The flow cytometry experiment showed that the secretion of B220 and IgA, and the contents of CD11C+CD80 and CD11C+CD86 cells in the PP nodal lymphocytes of the mice in the recombinant L. plantarum group, were greater than those of the control group. The adjuvant could promote B cells to secrete specific antibodies and promote the differentiation of DC cells. The spleen and mesenteric lymph nodes of mice orally administered with recombinant L. plantarum had more CD3+CD4+ and CD3+CD8+ T cells than the control group. The adjuvant group had more T cells than the single antigen group, which proved that the recombinant L. plantarum promoted the differentiation of mouse T cells, and the adjuvant group had a better promoting effect. The expressions of CD4+IFN-γ and CD8+IFN-γ in the spleen and mesenteric lymph nodes of mice orally administered with recombinant L. plantarum increased significantly, and the increase in the adjuvant group was higher than those in the single antigen group. ELISA was used to detect the specific SIgA content in mice feces, which proved that the recombinant L. plantarum group stimulated the host to produce specific antibodies, and the secretion of the adjuvant group was higher than that of the single antigen group.

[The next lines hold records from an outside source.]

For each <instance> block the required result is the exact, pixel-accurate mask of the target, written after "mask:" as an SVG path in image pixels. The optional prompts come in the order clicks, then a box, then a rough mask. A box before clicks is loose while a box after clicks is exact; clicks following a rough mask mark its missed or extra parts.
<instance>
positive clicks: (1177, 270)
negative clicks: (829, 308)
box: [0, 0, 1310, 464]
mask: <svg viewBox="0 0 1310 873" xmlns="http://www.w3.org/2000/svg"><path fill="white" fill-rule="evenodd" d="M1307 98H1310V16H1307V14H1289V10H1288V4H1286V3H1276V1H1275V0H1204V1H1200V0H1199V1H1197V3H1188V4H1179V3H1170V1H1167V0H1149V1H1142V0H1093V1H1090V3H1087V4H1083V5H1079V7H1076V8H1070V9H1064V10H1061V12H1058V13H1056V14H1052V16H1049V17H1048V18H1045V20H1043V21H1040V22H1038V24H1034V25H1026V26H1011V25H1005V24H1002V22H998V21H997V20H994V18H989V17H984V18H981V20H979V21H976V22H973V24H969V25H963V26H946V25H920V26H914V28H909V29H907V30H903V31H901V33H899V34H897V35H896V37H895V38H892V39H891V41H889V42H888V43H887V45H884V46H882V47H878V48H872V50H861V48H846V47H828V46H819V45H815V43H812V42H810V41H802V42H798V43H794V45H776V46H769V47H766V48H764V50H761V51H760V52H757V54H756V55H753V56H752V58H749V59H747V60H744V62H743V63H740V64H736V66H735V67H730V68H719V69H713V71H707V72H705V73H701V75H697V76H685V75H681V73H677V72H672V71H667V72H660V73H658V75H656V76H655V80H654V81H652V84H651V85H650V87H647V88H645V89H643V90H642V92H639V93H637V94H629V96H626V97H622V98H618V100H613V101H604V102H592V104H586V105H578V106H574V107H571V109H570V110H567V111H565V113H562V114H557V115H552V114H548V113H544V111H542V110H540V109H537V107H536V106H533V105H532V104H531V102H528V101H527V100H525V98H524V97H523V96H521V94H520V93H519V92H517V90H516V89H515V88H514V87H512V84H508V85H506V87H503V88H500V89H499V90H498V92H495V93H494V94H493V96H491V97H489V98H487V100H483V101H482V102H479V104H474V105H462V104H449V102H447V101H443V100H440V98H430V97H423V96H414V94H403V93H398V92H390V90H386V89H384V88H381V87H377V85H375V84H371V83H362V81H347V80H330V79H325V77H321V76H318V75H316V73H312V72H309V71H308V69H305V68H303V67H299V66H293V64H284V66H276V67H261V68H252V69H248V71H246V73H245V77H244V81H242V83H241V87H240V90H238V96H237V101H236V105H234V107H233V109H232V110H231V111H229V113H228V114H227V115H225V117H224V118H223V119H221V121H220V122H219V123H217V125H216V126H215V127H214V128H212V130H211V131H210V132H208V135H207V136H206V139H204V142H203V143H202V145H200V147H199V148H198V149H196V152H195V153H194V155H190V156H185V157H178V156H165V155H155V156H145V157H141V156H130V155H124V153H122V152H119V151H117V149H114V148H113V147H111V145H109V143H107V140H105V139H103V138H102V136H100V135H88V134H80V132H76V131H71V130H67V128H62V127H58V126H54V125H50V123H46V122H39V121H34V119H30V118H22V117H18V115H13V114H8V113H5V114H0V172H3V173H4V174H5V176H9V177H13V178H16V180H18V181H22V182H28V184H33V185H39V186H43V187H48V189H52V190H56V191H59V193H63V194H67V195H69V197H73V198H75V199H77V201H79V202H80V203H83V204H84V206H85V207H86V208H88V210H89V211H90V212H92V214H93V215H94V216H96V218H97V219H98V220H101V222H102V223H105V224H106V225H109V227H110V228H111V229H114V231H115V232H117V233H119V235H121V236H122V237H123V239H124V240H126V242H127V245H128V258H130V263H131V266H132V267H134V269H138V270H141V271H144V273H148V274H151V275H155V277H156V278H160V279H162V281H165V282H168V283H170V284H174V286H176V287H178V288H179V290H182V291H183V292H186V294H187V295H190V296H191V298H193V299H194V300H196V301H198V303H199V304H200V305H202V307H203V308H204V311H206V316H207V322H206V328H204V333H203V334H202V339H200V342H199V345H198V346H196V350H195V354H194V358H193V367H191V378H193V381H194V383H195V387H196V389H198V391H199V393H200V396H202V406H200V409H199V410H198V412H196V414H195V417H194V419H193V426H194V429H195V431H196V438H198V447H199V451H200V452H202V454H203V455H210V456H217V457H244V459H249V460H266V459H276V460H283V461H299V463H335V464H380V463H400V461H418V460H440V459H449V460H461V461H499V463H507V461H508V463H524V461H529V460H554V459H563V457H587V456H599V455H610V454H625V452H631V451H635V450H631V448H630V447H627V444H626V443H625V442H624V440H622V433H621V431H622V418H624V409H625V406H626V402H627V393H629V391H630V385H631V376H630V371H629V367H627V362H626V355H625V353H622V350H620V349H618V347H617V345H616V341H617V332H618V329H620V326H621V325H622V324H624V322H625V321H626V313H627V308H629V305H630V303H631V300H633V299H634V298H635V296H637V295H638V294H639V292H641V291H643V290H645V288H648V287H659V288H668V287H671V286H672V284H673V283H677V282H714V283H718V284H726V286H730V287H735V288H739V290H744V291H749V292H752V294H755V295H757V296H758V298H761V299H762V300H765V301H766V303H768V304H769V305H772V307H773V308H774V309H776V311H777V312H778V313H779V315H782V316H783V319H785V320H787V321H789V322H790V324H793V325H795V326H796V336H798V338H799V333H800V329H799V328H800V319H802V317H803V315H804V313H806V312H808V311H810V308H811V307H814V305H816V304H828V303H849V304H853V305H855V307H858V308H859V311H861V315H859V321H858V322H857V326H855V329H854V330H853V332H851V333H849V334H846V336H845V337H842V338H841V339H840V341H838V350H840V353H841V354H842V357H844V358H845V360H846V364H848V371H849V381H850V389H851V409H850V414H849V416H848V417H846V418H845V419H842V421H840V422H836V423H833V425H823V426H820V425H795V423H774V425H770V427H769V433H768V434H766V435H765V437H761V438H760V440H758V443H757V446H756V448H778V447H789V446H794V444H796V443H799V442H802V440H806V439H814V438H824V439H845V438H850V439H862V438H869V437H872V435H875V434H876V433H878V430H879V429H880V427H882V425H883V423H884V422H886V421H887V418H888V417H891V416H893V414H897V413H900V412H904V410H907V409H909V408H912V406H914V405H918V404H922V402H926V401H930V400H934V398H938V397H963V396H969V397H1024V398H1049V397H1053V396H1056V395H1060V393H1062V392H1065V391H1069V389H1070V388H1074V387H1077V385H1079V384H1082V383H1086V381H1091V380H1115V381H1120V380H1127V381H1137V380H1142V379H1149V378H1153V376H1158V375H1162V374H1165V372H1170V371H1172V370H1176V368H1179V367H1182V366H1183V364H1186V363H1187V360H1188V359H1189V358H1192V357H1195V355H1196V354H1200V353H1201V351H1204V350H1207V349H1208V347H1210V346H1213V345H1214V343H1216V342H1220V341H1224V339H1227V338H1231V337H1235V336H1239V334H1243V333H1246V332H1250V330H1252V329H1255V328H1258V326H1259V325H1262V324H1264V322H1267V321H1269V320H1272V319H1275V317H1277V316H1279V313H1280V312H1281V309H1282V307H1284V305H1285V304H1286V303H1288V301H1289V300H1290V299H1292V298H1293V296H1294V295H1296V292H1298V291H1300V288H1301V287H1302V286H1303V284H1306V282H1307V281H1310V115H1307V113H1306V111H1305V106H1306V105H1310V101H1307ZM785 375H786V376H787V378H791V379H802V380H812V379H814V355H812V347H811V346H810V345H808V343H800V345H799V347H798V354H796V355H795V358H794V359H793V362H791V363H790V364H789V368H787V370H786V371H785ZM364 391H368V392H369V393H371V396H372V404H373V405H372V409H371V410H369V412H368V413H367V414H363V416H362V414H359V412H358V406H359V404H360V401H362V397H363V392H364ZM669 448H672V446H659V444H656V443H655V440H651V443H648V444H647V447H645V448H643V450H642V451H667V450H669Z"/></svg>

The above experimental results showed that the immunity of mice was significantly improved when orally administered with new functionally recombinant L. plantarum. Recombinant L. plantarum could improve the humoral, cellular and mucosal immunity of mice, providing a theoretical basis for the development of an oral ASFV vaccine. A mucosal vaccine may have an effect on blocking the ASFV infection through mucosa. This study provided preliminary guidance for future vaccine research.